The last variant we’ll mention about induction is that of transfinite induction. The concept is that if you have any set $X$ which is well-ordered (essentially this means: allowing one to prove induction applies as we did earlier in the post), then we can perform induction its elements. In this way, we can “parameterize” statements by elements of an arbitrary well-ordered set, so that instead of $p(n)$ being a function from natural numbers to mathematical statements, it’s a function from $X$ to mathematical statements. One somewhat common example of when $X$ is something besides natural numbers is when we use the so-called cardinal numbers. We have already seen two distinct infinite cardinal numbers in this series: the cardinality of the integers and the cardinality of the real numbers (indeed, “cardinal number” just means a number which is the cardinality of a set). It turns out that there are many more kinds of cardinal numbers, and you can do induction on them, but this rarely shows up outside of mathematical logic.

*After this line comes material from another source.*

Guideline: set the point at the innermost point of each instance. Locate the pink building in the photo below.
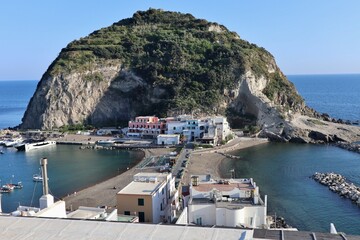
(146, 126)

And of course, we should close this post on an example of when induction goes wrong. For this we point the reader to our proof gallery, and the false proof that all horses are the same color. It’s quite an amusing joke, and hopefully it will stimulate the reader’s mind to recognize the pitfalls that can occur in a proof by induction.

So those are the basic four proof techniques! Fortunately for the reader, pretty much all proofs presented on this blog follow one of these four techniques. I imagine many of my readers skip over the proofs entirely (if only I could put proofs in animated gifs, with claims illustrated by grumpy cats!). So hopefully, if you have been intimidated or confused by the structure of the proofs on this blog, this will aid you in your future mathematical endeavors.  Butchering an old phrase for the sake of a bad pun, the eating of the pudding is in the proof. 🙂

Until next time!

# False Proof – All Horses are the Same Color

Problem: Show that all horses are of the same color.

“Solution”: We will show, by induction, that for any set of $n$ horses, every horse in that set has the same color. Suppose $n=1$, this is obviously true. Now suppose for all sets of $n$ horses, every horse in the set has the same color. Consider any set $H$ of $n+1$ horses. We may pick a horse at random, $h_1 \in H$, and remove it from the set, getting a set of $n$ horses. By the inductive hypothesis, all of the $n$ remaining horses are the same color.

On the other hand, if we remove a different horse $h_2 \in H$, we again get a set of $n$ horses which are all the same color. Let us call this color “brown,” just to give it a name. In particular, $h_1$ is brown. But when we removed $h_1$, we got that all the remaining horses had the same color as $h_2$. So $h_2$ must also be brown. Hence, all horses in $H$ are brown.

Explanation: The argument here is valid for almost all $n$. For large $n$, it is a very natural argument that follows from the inductive hypothesis. However, it fails for $n=2$ (and this is the only time it fails). By having only two horses, we cannot conclude that the removed horses have the same color, because there aren’t any horses remaining in $H$ to apply the transitivity of “having the same color as.”

This false proof highlights the danger of neglecting the base case of an inductive argument. Here the true base case was not $n=1$, but rather $n=2$. Since the base case is false, we should have prudently stopped our argument there before embarrassing ourselves.